I am a 5'2 woman of normal weight. This is my fourth kayak, all of which have been different widths. The one prior to this was the same length and one inch wider. What a difference that inch makes, along with the other differences in the design of the Mystic. I sit in the others to paddle--I *wear* the Mystic, it's like an extension of my body ("fits like a glove" is often used to describe the feel of the Mystic). This must be a large part of why it feels so stable to me, and felt that way from the first time I put it in water. There was literally no adjustment period with this kayak, no learning curve. THIS is what a kayak is supposed to feel like!
This is the only kayak in which I have been able to make use of the thigh braces. In every other one, it has been like sitting in the center of a couch and finding the arms of the couch to be so far away as to be useless, and then moving to a narrow easy chair with the arms nestled on either side of you. Oh, so this is how thigh braces work! And the Mystic's are padded underneath, just one of many details that make this a kayaker's dream boat.
As for performance, this is one very speedy little 14' craft. It laughs at river current as it effortlessly slices through it. It has an easily-deployed skeg for use in windy conditions (I haven't yet needed it). The seat back is perfectly positioned for comfort and support. Which brings me to one of my favorite aspects of this boat. I have been kayaking for about 3 years, this is my 4th kayak. In every other kayak, I have suffered from what I refer to as "kayak butt"--a condition that causes my right hip through the back of my right thigh to become increasingly uncomfortable after 30-40 minutes on the water--to the point of pain if I do not find a place to get out and stretch. I have attributed this to an old bout of sciatica and assumed it was part of the kayaking experience for me. My paddling trips were limited to places that offered stopping points at which to stretch and relieve this discomfort. I was very pleasantly surprised (this is an understatement!) to find that I can paddle the Mystic for 4 hours without getting out and not feel one trace of "kayak butt." It's taken several trips to get used to not always seeking a stopping point--it has also enabled me to paddle the four miles to the top of my favorite river and back, something I could never do before because of the lack of places to get off the water to stretch. It must be the seat dynamics--whatever it is, this has changed kayaking for me.

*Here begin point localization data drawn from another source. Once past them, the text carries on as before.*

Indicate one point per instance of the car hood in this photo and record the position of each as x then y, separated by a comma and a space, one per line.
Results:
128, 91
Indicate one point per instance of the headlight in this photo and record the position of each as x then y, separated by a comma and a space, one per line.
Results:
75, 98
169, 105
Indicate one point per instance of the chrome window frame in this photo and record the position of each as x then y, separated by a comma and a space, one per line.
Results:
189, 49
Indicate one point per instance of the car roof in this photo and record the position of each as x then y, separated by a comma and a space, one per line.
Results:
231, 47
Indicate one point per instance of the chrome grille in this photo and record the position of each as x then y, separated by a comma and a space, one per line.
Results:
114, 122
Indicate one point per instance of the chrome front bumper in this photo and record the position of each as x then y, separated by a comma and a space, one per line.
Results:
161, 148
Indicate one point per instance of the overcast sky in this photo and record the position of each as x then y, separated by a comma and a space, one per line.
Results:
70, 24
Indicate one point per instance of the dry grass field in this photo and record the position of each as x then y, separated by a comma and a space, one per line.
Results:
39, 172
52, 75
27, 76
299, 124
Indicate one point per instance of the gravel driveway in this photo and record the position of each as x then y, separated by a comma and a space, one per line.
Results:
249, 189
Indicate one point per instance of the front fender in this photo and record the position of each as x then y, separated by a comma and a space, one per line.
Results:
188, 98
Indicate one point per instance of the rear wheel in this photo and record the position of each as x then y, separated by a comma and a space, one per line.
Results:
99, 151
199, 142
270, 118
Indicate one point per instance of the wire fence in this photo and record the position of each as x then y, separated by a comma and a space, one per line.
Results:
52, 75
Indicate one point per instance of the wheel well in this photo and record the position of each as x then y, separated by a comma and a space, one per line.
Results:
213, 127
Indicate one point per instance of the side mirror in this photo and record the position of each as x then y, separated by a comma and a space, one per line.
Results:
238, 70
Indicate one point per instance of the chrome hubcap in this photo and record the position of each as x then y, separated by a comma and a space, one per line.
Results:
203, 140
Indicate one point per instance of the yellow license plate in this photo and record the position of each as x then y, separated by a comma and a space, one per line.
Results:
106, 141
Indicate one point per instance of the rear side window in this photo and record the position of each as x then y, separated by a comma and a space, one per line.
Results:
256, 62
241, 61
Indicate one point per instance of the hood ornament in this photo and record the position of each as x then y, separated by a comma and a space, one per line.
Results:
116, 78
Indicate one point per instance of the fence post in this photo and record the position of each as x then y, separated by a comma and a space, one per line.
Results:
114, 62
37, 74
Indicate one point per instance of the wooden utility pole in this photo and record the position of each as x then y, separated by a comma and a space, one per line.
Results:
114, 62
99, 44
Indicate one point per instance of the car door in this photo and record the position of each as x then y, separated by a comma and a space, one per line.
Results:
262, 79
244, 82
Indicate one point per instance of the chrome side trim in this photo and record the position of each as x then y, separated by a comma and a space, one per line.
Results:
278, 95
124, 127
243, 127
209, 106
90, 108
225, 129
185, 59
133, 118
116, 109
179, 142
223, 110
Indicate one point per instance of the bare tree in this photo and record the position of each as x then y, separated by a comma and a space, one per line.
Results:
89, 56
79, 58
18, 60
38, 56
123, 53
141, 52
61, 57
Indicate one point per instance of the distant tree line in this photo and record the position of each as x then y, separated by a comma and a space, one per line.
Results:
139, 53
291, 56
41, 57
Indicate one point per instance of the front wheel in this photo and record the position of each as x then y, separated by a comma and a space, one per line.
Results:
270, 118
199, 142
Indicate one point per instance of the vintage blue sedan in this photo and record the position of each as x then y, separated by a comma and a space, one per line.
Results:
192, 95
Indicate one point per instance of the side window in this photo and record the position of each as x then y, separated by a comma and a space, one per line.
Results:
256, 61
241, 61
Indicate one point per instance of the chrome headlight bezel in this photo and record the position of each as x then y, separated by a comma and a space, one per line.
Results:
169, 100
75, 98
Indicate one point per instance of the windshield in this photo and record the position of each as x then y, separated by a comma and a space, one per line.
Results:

It sits low in the water; the boat is 11" deep rather than the 15" I have become used to in my other kayaks. I like this very much and I think it contributes to the stability.
The Mystic is a pricey boat but if you can handle the cost and you fit the size recommendation (80-190 lbs), I can't possibly recommend it enough--it's worth every penny of the cost (even at full price!). I'd also like to mention the unbelievably friendly customer service you will get from Impex, which is based in NC. Ask them anything via email and you will receive a reply almost immediately. Their website has a message board that is monitored by the owners, unlike other kayak sites that are left to fend for themselves.
My kayak buying days are over; in my opinion you just can't do better than the Mystic. And if you don't fit the size or weight requirements, I suggest you look into other Impex models. These people know how to build kayaks.